Aquaculture Can Revitalize Old Industrial Communities
Editor’s note: The following is a guest blog post by chef, author and seafood advocate Barton Seaver. GAA and Seaver announced a partnership in early 2018 to raise public awareness of responsible aquaculture and the importance of sourcing seafood with provenance.
In my last post, I wrote about how aquaculture brings economic and educational opportunity to rural areas of the developing world where it didn’t exist before. I’d be remiss, then, not to shed some light on how aquaculture is beginning to bring new and exciting work to industrial communities that have watched good jobs vanish, commercial tax bases dry up and children leave town to pursue interesting careers.

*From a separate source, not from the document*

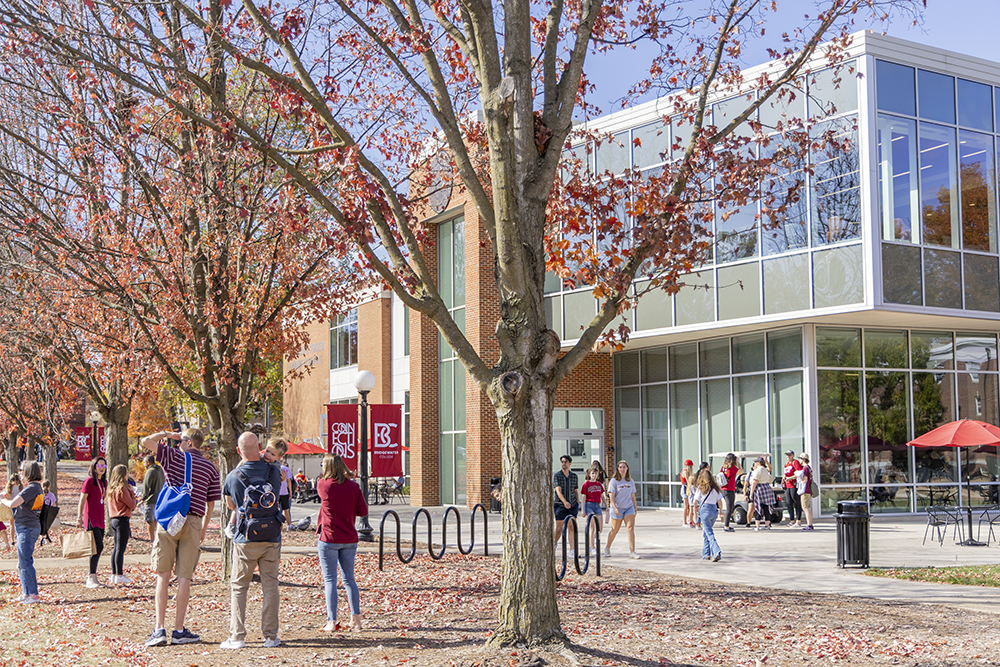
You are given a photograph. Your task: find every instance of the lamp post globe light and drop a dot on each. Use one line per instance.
(364, 382)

In its brief life as a commercial enterprise, aquaculture has proven to be one of the leading growth sectors of the global food system. According to numbers tracked by the Organization for Economic Co-operation and Development, since the 1980s world aquaculture has increased from 7 percent of global fisheries production to over 46% today. It is expected to hit almost 50 percent by 2023. Farming all of that fish and distributing it to eaters across the globe requires farmers, yes, but also scientists, architects, sales teams, engineers, logistics experts, processors and transportation professionals. These are the same types of jobs that used to drive local economies when paper mills, coal mines and steel plants were thriving. Those communities are ripe for aquaculture development because they have the industrial infrastructure, educated workforce and a documented heritage of work ethic to help drive the budding aquaculture industry.
For example, in my home state of Maine, in just the last six months, two companies have announced their plans to develop state-of-the-art recirculating aquaculture system facilities that will generate those types of jobs. Whole Oceans is renovating an old paper mill in Bucksport and expects to employ more than 200 workers within two years, with more hires coming in the future when the company adds a feed mill and starts more labor-intensive processing operations. Nordic Aquafarms’ brand new facility in Belfast will create 60 jobs by 2020 and up to 140 jobs total once it’s completed.
Bringing these employment opportunities into already industrialized communities not only expands the geographical footprint of the aquaculture industry, but it also supports a growing diversity of demographics by providing very attractive career paths for younger generations. Growth is a magnet for more opportunity. Rising generations are evermore considerate of how their professions impact the planet and its people and, culturally, aquaculture is a feel-good industry in that regard. New farming techniques and their tailored regional applications give young professionals the opportunity to advance in their careers within the communities in which they are rooted. And in turn, those communities are revitalized.